Contraction criteria for Brownian filtrations samplings

TL;DR

This paper provides a general criterion to determine if a stochastic process generates a sampled Brownian filtration, using contraction criteria and properties of sampled Wiener measures, with applications to stochastic differential equations.

Contribution

It introduces a novel sufficient condition based on contraction criteria and quasi-invariance properties for sampled Brownian filtrations, extending analysis to non-Markovian SDEs.

Findings

Established a sufficient condition for sampled Brownian filtrations.

Identified the Cameron-Martin space for sampled Wiener measures.

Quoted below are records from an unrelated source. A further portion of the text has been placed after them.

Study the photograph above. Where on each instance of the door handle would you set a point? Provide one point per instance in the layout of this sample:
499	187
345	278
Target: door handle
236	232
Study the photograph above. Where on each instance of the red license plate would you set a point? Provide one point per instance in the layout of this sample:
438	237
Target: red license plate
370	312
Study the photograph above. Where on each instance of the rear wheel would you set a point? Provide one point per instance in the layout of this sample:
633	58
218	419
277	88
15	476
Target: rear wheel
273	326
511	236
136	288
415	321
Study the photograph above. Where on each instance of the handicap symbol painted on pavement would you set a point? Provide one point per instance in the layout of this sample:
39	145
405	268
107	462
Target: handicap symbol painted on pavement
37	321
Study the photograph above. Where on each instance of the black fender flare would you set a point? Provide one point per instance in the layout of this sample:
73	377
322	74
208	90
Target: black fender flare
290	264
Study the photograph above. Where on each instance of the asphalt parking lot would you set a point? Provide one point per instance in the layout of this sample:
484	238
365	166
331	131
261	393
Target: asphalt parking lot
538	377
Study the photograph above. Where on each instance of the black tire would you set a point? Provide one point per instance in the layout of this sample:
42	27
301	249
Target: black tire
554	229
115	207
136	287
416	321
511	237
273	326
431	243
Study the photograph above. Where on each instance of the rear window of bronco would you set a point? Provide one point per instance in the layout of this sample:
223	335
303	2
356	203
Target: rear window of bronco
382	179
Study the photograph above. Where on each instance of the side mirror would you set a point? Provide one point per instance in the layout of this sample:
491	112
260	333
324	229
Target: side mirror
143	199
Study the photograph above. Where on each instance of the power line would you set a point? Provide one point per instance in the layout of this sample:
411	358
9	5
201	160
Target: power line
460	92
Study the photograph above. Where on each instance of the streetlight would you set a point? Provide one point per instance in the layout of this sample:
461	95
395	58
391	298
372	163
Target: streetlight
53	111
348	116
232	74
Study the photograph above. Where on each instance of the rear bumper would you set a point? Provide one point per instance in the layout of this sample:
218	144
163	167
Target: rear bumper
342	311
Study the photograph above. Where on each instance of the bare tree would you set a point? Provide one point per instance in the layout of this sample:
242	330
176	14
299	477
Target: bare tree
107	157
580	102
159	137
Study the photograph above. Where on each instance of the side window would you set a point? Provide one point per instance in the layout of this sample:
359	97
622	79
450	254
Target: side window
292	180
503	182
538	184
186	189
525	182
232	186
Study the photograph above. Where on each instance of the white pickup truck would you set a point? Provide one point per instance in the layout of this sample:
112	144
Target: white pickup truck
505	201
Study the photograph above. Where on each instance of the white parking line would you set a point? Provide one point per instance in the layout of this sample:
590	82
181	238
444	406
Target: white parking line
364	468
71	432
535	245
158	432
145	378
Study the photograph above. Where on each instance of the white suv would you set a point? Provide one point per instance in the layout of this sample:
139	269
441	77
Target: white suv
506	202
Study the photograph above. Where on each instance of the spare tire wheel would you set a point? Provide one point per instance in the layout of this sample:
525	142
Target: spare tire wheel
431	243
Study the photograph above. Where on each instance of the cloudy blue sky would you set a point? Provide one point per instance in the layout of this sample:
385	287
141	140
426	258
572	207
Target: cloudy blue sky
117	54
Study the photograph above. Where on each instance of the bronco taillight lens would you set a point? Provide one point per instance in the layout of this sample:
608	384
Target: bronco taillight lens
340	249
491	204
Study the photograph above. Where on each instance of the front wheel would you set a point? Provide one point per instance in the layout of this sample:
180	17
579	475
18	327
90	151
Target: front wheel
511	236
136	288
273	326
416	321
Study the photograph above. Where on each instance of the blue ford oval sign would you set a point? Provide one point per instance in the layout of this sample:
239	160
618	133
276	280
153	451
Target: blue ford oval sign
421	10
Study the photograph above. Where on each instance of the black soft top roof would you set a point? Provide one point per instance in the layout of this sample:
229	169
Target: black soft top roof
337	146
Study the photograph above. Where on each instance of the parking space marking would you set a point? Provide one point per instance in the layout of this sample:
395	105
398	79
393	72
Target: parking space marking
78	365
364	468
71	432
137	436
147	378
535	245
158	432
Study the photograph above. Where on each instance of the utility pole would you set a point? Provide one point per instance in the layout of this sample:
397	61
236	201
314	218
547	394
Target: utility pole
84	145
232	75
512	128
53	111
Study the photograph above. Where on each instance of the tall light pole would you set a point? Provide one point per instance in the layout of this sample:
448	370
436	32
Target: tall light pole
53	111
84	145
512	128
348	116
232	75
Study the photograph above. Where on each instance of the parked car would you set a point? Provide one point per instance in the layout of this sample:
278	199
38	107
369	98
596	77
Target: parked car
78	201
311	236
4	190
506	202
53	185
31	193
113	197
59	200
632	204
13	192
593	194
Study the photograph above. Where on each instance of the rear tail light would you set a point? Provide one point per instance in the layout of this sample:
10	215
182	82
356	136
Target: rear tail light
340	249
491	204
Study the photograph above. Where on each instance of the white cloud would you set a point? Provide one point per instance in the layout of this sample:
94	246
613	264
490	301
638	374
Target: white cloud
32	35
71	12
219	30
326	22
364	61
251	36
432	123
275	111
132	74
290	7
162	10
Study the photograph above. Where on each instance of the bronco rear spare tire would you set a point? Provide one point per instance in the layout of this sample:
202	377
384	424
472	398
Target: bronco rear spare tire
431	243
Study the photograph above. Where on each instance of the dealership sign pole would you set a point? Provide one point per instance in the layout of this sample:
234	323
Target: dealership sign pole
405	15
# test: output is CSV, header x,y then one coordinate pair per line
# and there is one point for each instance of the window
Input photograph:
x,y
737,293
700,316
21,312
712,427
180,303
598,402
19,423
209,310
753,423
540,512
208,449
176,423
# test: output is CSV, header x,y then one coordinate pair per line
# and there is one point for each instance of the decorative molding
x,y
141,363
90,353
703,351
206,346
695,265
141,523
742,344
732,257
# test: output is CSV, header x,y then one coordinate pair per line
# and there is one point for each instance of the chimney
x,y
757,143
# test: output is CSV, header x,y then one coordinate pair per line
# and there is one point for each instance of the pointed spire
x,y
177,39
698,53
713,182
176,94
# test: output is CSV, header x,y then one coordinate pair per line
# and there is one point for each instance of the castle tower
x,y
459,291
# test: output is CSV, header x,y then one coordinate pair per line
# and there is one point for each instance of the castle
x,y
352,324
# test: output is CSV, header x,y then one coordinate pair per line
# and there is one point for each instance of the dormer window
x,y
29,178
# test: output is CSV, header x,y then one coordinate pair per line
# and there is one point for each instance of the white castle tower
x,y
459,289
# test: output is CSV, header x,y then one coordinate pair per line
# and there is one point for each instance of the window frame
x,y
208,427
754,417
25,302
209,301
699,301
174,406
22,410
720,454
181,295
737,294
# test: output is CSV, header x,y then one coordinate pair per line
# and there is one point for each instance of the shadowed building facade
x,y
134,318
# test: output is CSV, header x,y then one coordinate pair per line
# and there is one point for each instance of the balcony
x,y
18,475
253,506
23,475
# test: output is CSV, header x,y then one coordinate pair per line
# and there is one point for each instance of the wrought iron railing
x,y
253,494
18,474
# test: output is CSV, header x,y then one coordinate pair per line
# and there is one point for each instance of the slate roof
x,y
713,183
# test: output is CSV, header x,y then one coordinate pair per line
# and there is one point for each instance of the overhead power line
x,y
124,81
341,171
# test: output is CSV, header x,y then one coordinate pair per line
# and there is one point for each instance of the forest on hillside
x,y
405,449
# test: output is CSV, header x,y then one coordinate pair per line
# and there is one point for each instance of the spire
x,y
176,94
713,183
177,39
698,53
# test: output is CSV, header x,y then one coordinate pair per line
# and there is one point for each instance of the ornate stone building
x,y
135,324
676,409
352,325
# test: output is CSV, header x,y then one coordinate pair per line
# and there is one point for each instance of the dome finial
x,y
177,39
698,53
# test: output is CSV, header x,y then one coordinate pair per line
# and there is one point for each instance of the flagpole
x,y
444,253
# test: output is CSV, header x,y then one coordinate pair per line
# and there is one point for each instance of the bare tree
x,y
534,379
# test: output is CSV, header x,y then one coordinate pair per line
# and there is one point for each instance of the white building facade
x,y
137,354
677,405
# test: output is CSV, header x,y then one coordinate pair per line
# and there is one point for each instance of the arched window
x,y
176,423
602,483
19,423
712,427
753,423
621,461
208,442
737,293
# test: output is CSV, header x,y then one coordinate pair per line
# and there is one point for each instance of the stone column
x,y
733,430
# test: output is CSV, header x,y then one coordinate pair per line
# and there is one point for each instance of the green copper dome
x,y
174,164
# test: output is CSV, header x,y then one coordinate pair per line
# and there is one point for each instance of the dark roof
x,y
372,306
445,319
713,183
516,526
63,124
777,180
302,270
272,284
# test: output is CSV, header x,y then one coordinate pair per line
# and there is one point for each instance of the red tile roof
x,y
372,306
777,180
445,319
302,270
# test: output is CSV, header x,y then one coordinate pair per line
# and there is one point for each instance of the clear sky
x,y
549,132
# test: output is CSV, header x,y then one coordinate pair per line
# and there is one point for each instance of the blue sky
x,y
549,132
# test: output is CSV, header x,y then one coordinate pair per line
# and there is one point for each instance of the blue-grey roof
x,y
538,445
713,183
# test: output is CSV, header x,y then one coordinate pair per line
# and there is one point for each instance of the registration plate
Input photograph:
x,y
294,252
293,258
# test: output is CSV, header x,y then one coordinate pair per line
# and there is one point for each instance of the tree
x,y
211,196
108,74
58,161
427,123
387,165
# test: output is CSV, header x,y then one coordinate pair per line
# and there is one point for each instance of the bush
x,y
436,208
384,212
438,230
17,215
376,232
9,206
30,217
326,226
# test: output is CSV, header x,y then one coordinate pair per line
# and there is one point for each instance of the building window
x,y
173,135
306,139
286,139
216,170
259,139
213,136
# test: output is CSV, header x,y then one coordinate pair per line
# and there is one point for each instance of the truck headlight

Applied results to existence of solutions for non-Markovian SDEs.

Abstract

This paper investigates the problem to determine whether a given stochastic process generates a sampled Brownian filtration. A fairly general sufficient condition is obtained by applying the Frank H. Clarke contraction criteria to a functional whose construction relies on the quasi-invariance properties of a sampled Wiener measure. The latter are investigated from the precise analytic structure underlying this sampled Brownian motion. In particular, the Cameron-Martin space is identified from usual Lebesgue integrals over a Guseinov measure. As an application we obtain sufficient conditions for the existence of a solution to a class of not necessarily Markovian stochastic differential equations driven by a sampled Brownian motion. By taking a sampling times set which coincides with the unit interval, the results apply to continuous time models.